Global VP of Trenton-based 'upcycler' to speak at campus, Nov.29
From unpaid intern to 27-year-old global vice president of media relations at TerraCycle, Inc., Albe Zakes will share his journey, which began as an inspired college kid looking to make a difference in the green industry, during his visit to Penn State Brandywine on Thursday, Nov. 29 at 11:30 a.m. in the Tomezsko Classroom Building, room 103.
Encouraged by his father during college, Zakes said landing an internship requires simple persuasion. “You go to the company [where you want to work], tell them you love it and that you will sweep the floors and work your way up.” That is exactly what he did.
In Zakes’ case, the company was Trenton-based TerraCycle, Inc., the world's leading "upcycling" company, which converts waste materials into eco-friendly, affordable products available at major retailers worldwide. With no prior public relations experience, Zakes said he learned through a lot of trial and error. Though he admits, “I’m embarrassed about some of the things I did in the early days,” he has worked his way all the way to the top of the public relations department.
His personal success story is the perfect example of the importance of internships and for this reason, Zakes made a promise ahead of his visit to the campus. “Any student who comes to the talk and asks me an intelligent question or makes me laugh will get an internship” at TerraCycle, he said. His department hires approximately eight interns every summer.
Considering his business model, this could be a valuable experience for any undergrad. Zakes runs wildly successful public relations and marketing campaigns without spending one advertising dollar ... ever. He relies on brand ambassadors, social media, grass roots campaigns and strong media relations to spread the word about TerraCycle.
The campus learned about TerraCycle while reading the book, “Start Something That Matters,” by TOMS shoes founder Blake Mycoskie, as part of the annual Campus Common Read Program. The theme of this year’s program, inspired by the book, is social enterprise and its place in not just today’s society, but also the future.
“I think beyond the money donated and the waste diverted, what is the most impactful part of [TerraCycle’s] mission is the education and engagement and inspiration that we provide to younger generations in the hopes that more and more of the future generations will look to start or work for or support the social enterprises that will be so vital to the success of our planetary health in the 21st century,” Zakes said.

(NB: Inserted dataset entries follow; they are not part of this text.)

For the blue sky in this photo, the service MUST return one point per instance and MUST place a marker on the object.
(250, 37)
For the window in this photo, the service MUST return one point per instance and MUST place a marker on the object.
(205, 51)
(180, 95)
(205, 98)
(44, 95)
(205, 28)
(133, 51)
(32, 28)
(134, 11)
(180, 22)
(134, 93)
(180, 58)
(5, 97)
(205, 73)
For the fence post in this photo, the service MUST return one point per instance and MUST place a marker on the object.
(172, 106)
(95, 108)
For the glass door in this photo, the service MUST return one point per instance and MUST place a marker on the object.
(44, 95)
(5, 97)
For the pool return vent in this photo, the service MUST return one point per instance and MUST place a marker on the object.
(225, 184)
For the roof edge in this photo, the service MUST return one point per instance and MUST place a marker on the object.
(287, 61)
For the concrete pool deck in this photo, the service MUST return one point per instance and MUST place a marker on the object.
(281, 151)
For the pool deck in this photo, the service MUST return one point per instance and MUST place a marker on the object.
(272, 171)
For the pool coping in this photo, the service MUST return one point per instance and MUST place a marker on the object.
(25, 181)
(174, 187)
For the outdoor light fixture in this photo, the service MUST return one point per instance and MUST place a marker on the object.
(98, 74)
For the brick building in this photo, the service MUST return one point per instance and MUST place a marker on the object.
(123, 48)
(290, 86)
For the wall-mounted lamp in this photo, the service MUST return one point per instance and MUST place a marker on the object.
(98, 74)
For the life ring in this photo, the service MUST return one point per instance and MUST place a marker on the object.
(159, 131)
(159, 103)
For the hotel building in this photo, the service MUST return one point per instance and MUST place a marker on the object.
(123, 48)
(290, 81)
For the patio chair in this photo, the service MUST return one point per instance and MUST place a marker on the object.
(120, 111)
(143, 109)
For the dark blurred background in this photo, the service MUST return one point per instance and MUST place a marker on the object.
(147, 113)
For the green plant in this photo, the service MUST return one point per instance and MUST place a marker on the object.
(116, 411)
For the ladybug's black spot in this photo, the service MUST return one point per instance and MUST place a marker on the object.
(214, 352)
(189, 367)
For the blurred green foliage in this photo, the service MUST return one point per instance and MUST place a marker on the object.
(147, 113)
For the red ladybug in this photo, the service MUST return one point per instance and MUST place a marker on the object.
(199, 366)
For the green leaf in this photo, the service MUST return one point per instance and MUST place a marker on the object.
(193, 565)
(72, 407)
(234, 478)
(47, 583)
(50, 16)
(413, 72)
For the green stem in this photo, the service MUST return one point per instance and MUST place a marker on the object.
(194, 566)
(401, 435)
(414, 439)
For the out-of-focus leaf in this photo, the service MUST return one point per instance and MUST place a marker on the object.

The campus is collecting old pairs of shoes to be donated to TerraCycle for recycling and upcycling. Zakes said the shoes that are still wearable will be donated to those in need around the world. Heavily damaged or dirty shoes will be broken down so various parts can be sent to TerraCycle’s partners. For example, the rubber material used to make the soles will be broken down and used on playgrounds, while the fabric will be sold to a fabric recycling company.
Zakes’ talk is titled “TerraCycle: Finding the Marketing Magic in Your Local Landfill” and he said, “It will be ruckus, there will be a lot of poop jokes.” Of course, there’s a reason for the vulgarity. TerraCycle was founded by Tom Szkay, who was a freshman at Princeton University when he came up with the idea to have worms eat organic waste to make fertilizer. Or as Zakes put it, Szkay “dropped out of Princeton to liquefy worm poop.”